78. The bulk of the Plaintiff’s argument is that the arbitration clause is “inoperative.” The term “inoperative” was considered by Hammerschlag J in Broken Hill City Council v Unique Urban Built Pty Ltd. [63]Urban brought a motion for the matter to be referred to arbitration. The Council resisted on the grounds that the arbitration agreement was inoperative. The issues for determination were, what was meant by the term inoperative and whether clause 42.3 rendered the arbitration agreement inoperative. His Honour referred to the case of Lucky-Goldstar International (HK) Ltd v NG Moo Kee Engineering Ltd [64] in which the parties had agreed that arbitration would be in accordance with the rules of procedure of an association which did not exist. Kaplan J noted that the phrase ‘inoperative or incapable of being performed’ had been taken from the New York Convention of 1958 and endorsed the following commentary of academic commentators: -
“The word ‘inoperative’ can be deemed to cover those cases where the arbitration agreement has ceased to have effect. The ceasing of effect to the arbitration agreement may occur for a variety of reasons. One reason may be that the parties have implicitly or explicitly revoked the agreement to arbitrate. Another may be that the same dispute between the same parties has already been decided in arbitration or court proceedings (principles of res judicata …).

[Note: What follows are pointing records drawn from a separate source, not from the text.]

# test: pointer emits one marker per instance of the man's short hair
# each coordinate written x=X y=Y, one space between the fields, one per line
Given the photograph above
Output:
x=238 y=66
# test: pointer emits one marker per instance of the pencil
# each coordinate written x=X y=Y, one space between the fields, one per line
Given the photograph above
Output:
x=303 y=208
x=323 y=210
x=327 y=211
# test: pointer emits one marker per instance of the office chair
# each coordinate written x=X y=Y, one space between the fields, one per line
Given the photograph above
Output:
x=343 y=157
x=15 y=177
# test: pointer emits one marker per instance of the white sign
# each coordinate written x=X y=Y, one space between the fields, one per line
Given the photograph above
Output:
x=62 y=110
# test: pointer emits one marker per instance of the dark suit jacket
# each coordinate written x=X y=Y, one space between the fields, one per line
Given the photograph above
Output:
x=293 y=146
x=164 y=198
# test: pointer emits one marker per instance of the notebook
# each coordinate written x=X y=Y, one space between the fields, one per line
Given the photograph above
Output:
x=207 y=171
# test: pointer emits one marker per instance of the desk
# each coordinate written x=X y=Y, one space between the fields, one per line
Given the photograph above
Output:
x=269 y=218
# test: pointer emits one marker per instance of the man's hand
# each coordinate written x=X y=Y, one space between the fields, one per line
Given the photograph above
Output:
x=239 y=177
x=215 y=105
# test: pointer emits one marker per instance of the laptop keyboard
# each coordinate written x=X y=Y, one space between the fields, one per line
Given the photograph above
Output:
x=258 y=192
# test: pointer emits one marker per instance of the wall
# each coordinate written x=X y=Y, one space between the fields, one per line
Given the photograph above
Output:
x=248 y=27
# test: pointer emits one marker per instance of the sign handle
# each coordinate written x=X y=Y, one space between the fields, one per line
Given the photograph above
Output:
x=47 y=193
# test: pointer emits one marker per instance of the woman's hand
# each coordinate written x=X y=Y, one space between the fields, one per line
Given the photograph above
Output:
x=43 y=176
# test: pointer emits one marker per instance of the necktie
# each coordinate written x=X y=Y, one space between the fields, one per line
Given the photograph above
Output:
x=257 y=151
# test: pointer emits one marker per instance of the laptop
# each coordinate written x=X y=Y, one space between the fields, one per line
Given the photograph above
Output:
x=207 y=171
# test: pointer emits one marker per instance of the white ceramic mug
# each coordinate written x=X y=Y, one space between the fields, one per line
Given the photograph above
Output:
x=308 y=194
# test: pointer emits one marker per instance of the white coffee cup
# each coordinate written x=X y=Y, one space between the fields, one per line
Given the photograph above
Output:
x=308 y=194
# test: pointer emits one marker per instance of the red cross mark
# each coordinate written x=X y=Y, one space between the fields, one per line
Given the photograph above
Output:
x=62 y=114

…[A]s for instance where the award has been set aside or there is a stalemate in the voting of the arbitrators or the award has not been rendered within the prescribed time limit. Further, he suggests that a settlement reached before the commencement of arbitration may have the effect of rendering the arbitration agreement inoperative, although he notes an American decision which left this issue to the arbitrators.
As to the phrase ‘incapable of being performed’, Professor van den Berg is of the view that this would seem to apply to a case where the arbitration cannot be effectively set in motion. The clause may be too vague or perhaps other terms in the contract contradict the parties’ intention to arbitrate. He suggests that if an arbitrator specifically named in the arbitration agreement refuses to act or if an appointing authority refuses to appoint, it might be concluded that the arbitration agreement is ‘incapable of being performed’. However, that would only apply if the curial law of the state where the arbitration was taking place had no provision equivalent to ss 9 and 12 of the Arbitration Ordinance and art 11 of the Model Law.”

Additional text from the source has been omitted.